Quelles sont les thématiques de recherche sur lesquelles vous travaillez ?

Je travaille sur les contacts linguistiques et graphiques et sur les échanges culturels de l’Europe occidentale au cours de la Protohistoire récente. Concrètement il s’agit de comprendre les conditions d’apparition de l’écriture, ses domaines d’usage et sa diffusion dans le cadre de corpus documentaires attestés de manière fragmentaire.
Je m’attache en priorité aux dossiers paléohispaniques c’est-à-dire les langues et les écritures présentes dans la péninsule Ibérique avant la conquête romaine et jusqu’au tournant de l’ère, et depuis quelques années également au corpus du celtique continental avec un projet d’informatisation des inscriptions en langue gauloise. Mon travail s’est ainsi enrichi de compétences en humanités numériques, qui renouvelle en partie les méthodes de travail et de traitement des données.
Je m’intéresse notamment aux questions relatives à la diffusion du savoir-faire graphique, à la logique de l’écriture auprès de populations dont les structures ne sont pas nécessairement celles du monde gréco-latin. Le travail sur les corpus épigraphiques d’attestation fragmentaire implique un doute permanent et une souplesse d’esprit afin d’en réinterroger régulièrement les éléments afin qu’ils puissent dessiner à terme un système cohérent et pertinent, sans jamais forcer la documentation dont on dispose.

Quelles sont les grandes questions qui animent les chercheurs sur votre thématique de recherche ?
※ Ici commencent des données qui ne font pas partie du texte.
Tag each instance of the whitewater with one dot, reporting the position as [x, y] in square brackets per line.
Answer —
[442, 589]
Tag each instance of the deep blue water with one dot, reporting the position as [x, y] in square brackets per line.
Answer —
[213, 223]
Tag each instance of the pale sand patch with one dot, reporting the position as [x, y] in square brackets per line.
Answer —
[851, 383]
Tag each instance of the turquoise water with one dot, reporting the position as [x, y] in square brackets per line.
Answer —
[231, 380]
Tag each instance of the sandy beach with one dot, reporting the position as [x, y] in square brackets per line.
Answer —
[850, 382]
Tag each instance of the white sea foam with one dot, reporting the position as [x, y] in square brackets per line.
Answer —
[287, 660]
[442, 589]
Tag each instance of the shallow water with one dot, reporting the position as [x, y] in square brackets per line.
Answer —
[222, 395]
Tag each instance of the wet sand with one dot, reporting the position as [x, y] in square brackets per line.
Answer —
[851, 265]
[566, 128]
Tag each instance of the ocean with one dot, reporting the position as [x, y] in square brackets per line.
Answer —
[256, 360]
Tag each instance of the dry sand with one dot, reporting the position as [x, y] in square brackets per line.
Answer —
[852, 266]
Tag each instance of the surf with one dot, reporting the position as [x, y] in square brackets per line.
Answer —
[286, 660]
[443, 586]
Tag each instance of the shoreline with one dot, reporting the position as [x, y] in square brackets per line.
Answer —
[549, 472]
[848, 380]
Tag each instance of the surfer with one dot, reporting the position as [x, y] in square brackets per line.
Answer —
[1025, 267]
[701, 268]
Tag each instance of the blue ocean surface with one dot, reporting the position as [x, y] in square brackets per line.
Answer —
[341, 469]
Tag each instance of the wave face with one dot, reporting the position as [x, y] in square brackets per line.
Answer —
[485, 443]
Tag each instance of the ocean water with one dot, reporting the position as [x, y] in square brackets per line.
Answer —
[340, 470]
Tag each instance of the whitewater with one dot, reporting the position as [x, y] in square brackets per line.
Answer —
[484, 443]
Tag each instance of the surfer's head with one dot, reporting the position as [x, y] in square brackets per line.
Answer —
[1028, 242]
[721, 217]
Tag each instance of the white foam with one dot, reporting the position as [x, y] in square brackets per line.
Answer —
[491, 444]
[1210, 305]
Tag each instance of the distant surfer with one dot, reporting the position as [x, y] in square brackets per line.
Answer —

Alors que la référence à « nos ancêtres les Gaulois » est quasi quotidienne en France, l’intérêt pour la langue gauloise telle qu’elle est réellement attestée est très limité. Le public ignore le plus souvent que les Gaulois écrivaient (en réalité ils ont utilisé plusieurs systèmes graphiques différents) mais il est toujours très sensible à tout sujet qui s’y rapporte. Que ce soit à cause d’Astérix ou de cette identification abusive et simpliste du Français au Gaulois (qui est en réalité un vestige d’un moment de propagande de la fin du XIXe siècle au moment de la guerre entre la France et la Prusse), il y a une dimension presque affective de l’auditoire lorsqu’on parle de la langue gauloise en France.
C’est pourtant méconnaître l’histoire de la langue française qui est largement plus liée au latin qu’au gaulois (dont à peine plus d’une centaine de termes pourrait nous être parvenu) et la multitude des influences et des contacts (romans, germaniques ou même arabes) au cours de l’évolution de la langue et de la culture françaises. Revenir aux textes, revenir à la donnée telle qu’elle nous a été transmise en l’analysant de la manière la plus complète possible est un moyen d’éviter les amalgames et les biais idéologiques qui ont pu marquer l’image du gaulois.

Est-ce qu’il y a des questions ou des travaux que vous souhaiteriez nous présenter ?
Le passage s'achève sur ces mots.